Le 2 juin 2020, le client a dénoncé le contrat et demandé un remboursement, ce qui a été refusé par la société. Un jugement du tribunal judiciaire de Paris a constaté la résolution du contrat par le client, ordonné la restitution du prix de vente, mais a également condamné le client à verser des dommages et intérêts à la société. Le client a interjeté appel, contestant la décision et soutenant que la société n’avait pas tenté de livrer le canapé dans le délai légal. La cour a observé que la société avait respecté les délais contractuels jusqu’à l’interruption due à la pandémie. Elle a noté que le client avait résilié le contrat avant la date limite permise par la législation en vigueur, ce qui a été considéré comme une mauvaise foi. La cour a confirmé le jugement initial, déboutant le client de toutes ses demandes et le condamnant aux dépens. |
Copies exécutoires RÉPUBLIQUE FRANÇAISE
délivrées aux parties le : AU NOM DU PEUPLE FRANÇAIS
COUR D’APPEL DE PARIS
Pôle 4 – Chambre 9 – A
ARRÊT DU 10 AVRIL 2025
(n° , 6 pages)
Numéro d’inscription au répertoire général : N° RG 23/06375 – N° Portalis 35L7-V-B7H-CHNF6
Décision déférée à la Cour : Jugement du 22 février 2023 – Tribunal Judiciaire de PARIS – RG n° 22/00231
APPELANT
Monsieur [E] [V]
né le 2 août 1982 à [Localité 5] (81)
[Adresse 2]
[Localité 3]
représenté par Me Dikpeu-Eric BALE de la SELARL BALE KOUDOYOR, avocat au barreau de PARIS, toque : D1635
INTIMÉE
La société POLTRONESOFA FRANCE; société par actions simplifiée prise en la personne de son représentant légal domicilié en cette qualité audit siège
N° SIRET : 422 036 905 01127
[Adresse 1]
[Localité 4]
représentée et assistée de Me Pascal WINTER de la SELARL CABINET MONTMARTRE, avocat au barreau de PARIS, toque : J009
COMPOSITION DE LA COUR :
En application des dispositions des articles 805 et 907 du code de procédure civile, l’affaire a été débattue le 18 février 2025, en audience publique, les avocats ne s’y étant pas opposés, devant Mme Muriel DURAND, Présidente de chambre, chargée du rapport.

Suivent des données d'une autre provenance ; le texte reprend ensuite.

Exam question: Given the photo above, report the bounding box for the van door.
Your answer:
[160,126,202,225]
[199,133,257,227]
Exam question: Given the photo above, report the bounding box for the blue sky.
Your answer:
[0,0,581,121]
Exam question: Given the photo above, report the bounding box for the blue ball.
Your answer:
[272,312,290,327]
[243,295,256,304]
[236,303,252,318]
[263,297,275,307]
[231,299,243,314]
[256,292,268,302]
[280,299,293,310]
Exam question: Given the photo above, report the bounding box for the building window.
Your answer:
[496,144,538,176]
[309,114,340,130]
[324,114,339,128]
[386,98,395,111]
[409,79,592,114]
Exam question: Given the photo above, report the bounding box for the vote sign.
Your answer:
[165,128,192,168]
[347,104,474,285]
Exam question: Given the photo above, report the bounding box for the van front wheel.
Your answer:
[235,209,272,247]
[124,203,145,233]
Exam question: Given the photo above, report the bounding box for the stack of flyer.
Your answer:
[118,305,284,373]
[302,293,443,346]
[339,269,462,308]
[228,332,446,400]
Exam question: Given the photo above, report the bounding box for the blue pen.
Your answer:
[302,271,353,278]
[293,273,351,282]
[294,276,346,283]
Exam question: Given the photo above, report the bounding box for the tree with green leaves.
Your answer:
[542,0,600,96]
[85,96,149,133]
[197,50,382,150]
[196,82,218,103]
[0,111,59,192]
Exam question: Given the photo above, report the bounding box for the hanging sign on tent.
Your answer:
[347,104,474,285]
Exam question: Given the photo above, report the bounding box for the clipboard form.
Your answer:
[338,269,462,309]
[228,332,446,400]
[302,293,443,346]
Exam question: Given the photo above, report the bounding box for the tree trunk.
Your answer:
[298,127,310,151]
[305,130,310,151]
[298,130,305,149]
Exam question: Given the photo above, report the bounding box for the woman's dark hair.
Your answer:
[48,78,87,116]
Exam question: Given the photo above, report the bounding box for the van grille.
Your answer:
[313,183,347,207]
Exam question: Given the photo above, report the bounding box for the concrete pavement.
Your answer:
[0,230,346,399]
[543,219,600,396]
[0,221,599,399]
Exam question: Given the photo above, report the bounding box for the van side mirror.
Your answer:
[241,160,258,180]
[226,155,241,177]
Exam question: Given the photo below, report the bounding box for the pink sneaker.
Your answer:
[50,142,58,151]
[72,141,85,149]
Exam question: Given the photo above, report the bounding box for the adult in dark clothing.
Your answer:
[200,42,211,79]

Ce magistrat a rendu compte des plaidoiries dans le délibéré de la Cour, composée de :
Mme Muriel DURAND, Présidente de chambre
Mme Laurence ARBELLOT, Conseillère
Mme Hélène BUSSIERE, Conseillère
Greffière, lors des débats : Mme Camille LEPAGE
ARRÊT :
– CONTRADICTOIRE
– par mise à disposition de l’arrêt au greffe de la Cour, les parties en ayant été préalablement avisées dans les conditions prévues au deuxième alinéa de l’article 450 du code de procédure civile.
– signé par Mme Muriel DURAND, Présidente et par Mme Camille LEPAGE, Greffière à laquelle la minute de la décision a été remise par le magistrat signataire.
FAITS, PROCÉDURE ET PRÉTENTIONS DES PARTIES
La société Poltronesofa France commercialise des canapés fabriqués sur mesure en fonction des choix effectués par le client en boutique.
Le 21 janvier 2020 M. [E] [V] a passé commande d’un canapé « Bogliasco, bâtard en une place longue tissu Dim » de la marque Poltronesofa France auprès du magasin du [Adresse 6] à [Localité 8] au prix de 2 295 euros et a procédé au paiement d’un premier acompte de 1 500 euros.
Par courriel du 15 février 2020, la société Poltronesofa France a sollicité de M. [V] le paiement du solde du prix du canapé en vue de sa livraison.
Par courriel du 20 février 2020, M. [V] a sollicité la modification de sa commande initiale, pour un modèle de plus petite taille, et la société Poltronesofa France l’a informé que la demande était transmise au service commercial mais que si elle était acceptée, il n’y aurait pas remboursement de la différence si le prix était moins élevé et le 25 février M. [V] s’est ravisé et est revenu au produit initialement commandé, expliquant qu’il ne pouvait accepter de ne pas être remboursé de la différence pour la livraison d’un canapé plus petit et qu’il assumerait les conséquences de son choix initial en revoyant l’aménagement de son nouvel appartement ou dans le pire des cas en revendant son canapé.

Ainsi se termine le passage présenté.